In your time at the College of Charleston, you’ll have plenty of opportunities to make lasting memories. Check out this week’s post and be inspired.
By Ebony Venson, ’18, ’20
As a student, you are often told that one of the most valuable experiences of your undergraduate career is having an internship. And I’m here to tell you that the rumors are true. My summer internship with South Carolina Congressman and Majority Whip James E. Clyburn definitely changed my life. This opportunity was awarded to me through the WN Looper award, presented by the College of Charleston’s Political Science Department. As a young girl, I was always mesmerized by the towering monuments of D.C. and equally intrigued by the fast-paced Capitol Hill environment.
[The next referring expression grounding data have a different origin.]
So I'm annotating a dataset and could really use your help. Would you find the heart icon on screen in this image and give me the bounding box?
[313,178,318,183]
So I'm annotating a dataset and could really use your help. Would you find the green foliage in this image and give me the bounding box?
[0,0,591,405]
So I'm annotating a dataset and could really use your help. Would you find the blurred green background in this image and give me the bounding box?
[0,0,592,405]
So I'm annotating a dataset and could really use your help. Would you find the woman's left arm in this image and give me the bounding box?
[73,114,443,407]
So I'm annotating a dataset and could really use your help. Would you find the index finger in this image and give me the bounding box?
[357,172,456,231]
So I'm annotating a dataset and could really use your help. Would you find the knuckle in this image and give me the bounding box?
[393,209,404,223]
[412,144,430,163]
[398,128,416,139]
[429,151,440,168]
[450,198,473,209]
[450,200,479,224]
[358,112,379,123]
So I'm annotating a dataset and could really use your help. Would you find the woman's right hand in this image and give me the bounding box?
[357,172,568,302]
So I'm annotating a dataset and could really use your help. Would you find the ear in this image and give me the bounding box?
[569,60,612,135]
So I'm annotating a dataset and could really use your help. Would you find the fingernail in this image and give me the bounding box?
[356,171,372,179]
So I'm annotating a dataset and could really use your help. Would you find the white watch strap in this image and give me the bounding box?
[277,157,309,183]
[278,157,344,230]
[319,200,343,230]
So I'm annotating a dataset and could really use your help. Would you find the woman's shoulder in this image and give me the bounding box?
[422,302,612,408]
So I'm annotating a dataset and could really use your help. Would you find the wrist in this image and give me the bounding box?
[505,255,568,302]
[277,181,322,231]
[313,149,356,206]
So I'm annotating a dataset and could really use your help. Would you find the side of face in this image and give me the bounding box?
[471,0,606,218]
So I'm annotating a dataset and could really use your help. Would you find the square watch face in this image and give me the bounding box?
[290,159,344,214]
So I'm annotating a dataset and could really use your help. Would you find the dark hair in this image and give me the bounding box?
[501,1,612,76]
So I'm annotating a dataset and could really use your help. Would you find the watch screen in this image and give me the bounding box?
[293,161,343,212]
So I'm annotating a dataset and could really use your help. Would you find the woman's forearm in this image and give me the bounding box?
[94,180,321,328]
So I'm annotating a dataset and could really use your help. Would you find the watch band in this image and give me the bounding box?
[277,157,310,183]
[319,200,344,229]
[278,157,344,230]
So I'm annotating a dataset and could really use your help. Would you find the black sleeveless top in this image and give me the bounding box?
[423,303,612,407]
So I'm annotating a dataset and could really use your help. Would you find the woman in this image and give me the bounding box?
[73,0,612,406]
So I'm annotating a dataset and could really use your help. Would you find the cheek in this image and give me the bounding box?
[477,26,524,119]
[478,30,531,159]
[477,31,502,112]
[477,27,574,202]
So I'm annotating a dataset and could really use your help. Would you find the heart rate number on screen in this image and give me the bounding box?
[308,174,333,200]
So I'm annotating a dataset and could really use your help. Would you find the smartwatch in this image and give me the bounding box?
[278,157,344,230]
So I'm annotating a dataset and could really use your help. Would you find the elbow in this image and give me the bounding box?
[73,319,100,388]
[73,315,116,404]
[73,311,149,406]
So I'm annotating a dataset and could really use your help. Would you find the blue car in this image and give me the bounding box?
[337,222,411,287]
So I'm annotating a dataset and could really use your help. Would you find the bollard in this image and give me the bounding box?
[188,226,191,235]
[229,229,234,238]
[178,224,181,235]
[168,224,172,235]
And as a political science major, I spent hours studying the history, rules, and processes of the United States government and Congress. Suddenly, my dreams and studies had become a reality, and I set off on my journey to Washington, D.C. But more than anything, I was thrilled at the chance to sing the “I’m Just a Bill” song while on Capitol Hill.
I must admit. At first, I was a little nervous. Scared to say the wrong thing. Worried about asking too many questions. But eventually, I found my stride. Which was pretty easy to do, especially working with Whip Clyburn’s supportive team of policy nerds, Pepsi drinkers, and bulldog fans. Their eagerness to share knowledge, make connections, and catalyze change made my internship an experience like no other. Through this experience, I was able to gain a clearer understanding of the day to day lives of members of congress and expand my knowledge on the vital role congressional staff members play in policymaking.
But the work—meaningful as it was—was only a small part of what made my experience so special. Everyone I met, from fellow interns to Congressman Clyburn himself, helped me grow, both as a student and a person. While living at the International Student House (ISH), I met activists, politicos, and ambitious leaders that shared their personal journeys and offered advice about working in the field. Hearing their stories opened my eyes to the endless possibilities and opportunities available to young leaders like myself.
One of my favorite quotes from Congressman Clyburn is that “your success will depend upon your ability to persevere, build relationships, and build bridges.” Honing these skills were critical to my work as a D.C. intern, and are foundational in my future success as a public service leader.